RS-Agent: Automating Remote Sensing Tasks through Intelligent Agents

🏆 Contributions

We present RS-Agent, a novel architecture designed to interpret user queries and orchestrate diverse tools for accurate and efficient remote sensing task execution. Its four core components—Central Controller, Toolkits, Solution Space, and Knowledge Space—work in concert, seamlessly interacting and complementing one another to enable robust, adaptive performance across a wide range of applications.

To enhance the agent’s task planning accuracy, we propose an innovative Task-Aware Retrieval method. By retrieving and understanding expert-level task solutions, RS-Agent is able to emulate the decision-making and tool selection processes of professional remote sensing analysts.

To strengthen RS-Agent’s domain-specific knowledge, we propose DualRAG, a retrieval augmented generation method that assigns weights to extracted keywords and performs dual path retrieval, thereby enhancing the accuracy and relevance of knowledge retrieval.

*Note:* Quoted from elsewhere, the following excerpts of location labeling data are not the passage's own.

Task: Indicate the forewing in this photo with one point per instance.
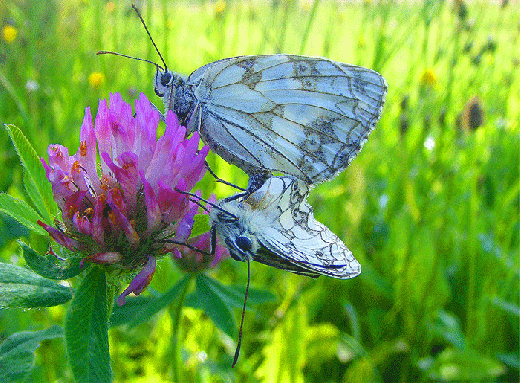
(301, 116)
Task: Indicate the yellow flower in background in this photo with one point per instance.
(96, 79)
(9, 32)
(220, 5)
(429, 78)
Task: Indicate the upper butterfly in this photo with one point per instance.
(301, 116)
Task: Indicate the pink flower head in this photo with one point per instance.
(195, 261)
(120, 211)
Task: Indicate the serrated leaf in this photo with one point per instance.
(86, 330)
(214, 305)
(49, 266)
(17, 352)
(20, 287)
(35, 174)
(200, 225)
(126, 313)
(142, 309)
(22, 212)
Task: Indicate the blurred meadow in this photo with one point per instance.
(430, 207)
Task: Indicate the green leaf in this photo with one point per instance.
(140, 310)
(131, 309)
(49, 266)
(465, 365)
(200, 225)
(86, 330)
(215, 305)
(35, 178)
(509, 307)
(17, 352)
(20, 287)
(22, 212)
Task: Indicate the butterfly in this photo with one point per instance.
(275, 225)
(301, 116)
(306, 117)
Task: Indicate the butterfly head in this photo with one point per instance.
(166, 86)
(234, 230)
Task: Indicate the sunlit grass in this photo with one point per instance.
(430, 208)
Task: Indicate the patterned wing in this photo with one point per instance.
(298, 238)
(300, 116)
(275, 226)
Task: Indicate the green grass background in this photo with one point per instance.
(435, 226)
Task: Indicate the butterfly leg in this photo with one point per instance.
(217, 179)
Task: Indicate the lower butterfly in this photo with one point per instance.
(274, 225)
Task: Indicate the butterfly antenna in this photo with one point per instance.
(206, 201)
(150, 36)
(237, 351)
(129, 57)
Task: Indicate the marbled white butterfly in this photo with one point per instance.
(275, 225)
(301, 116)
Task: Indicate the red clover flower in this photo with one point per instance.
(120, 211)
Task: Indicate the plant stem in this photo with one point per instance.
(176, 315)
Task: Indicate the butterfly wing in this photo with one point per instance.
(301, 116)
(291, 238)
(298, 238)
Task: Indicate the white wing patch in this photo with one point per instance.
(300, 116)
(275, 225)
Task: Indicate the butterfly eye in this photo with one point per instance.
(166, 77)
(244, 244)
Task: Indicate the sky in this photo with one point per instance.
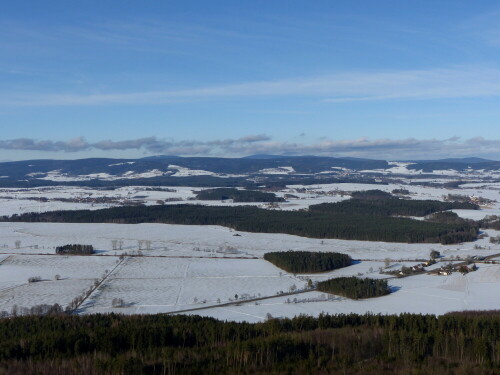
(385, 79)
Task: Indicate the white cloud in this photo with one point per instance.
(256, 144)
(457, 82)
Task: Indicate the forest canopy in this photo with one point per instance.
(308, 261)
(462, 344)
(354, 219)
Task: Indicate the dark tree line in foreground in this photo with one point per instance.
(462, 344)
(315, 223)
(307, 261)
(237, 195)
(354, 287)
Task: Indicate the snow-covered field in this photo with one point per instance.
(197, 267)
(194, 266)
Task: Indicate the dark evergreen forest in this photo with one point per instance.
(460, 344)
(308, 261)
(354, 219)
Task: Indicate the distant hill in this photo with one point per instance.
(170, 169)
(164, 165)
(470, 160)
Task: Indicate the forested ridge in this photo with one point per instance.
(348, 221)
(308, 261)
(379, 203)
(462, 344)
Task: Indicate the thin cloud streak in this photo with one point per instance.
(263, 144)
(459, 82)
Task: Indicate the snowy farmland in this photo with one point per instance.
(195, 267)
(215, 271)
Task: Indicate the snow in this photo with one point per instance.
(202, 266)
(279, 170)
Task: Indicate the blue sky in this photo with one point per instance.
(124, 78)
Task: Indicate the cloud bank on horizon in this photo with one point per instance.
(393, 79)
(409, 148)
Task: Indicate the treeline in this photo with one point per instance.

Extensive experiments demonstrate that RS-Agent consistently surpasses previous SOTA Multimodal Large Language Models across a range of remote sensing applications, and significantly boosts the task planning accuracy. These results establish RS-Agent as a major step forward in adapting AI agents to the remote sensing field, and, for the first time, present a comprehensive and modular architecture tailored for remote sensing applications.

The schematic diagram of the RS-Agent.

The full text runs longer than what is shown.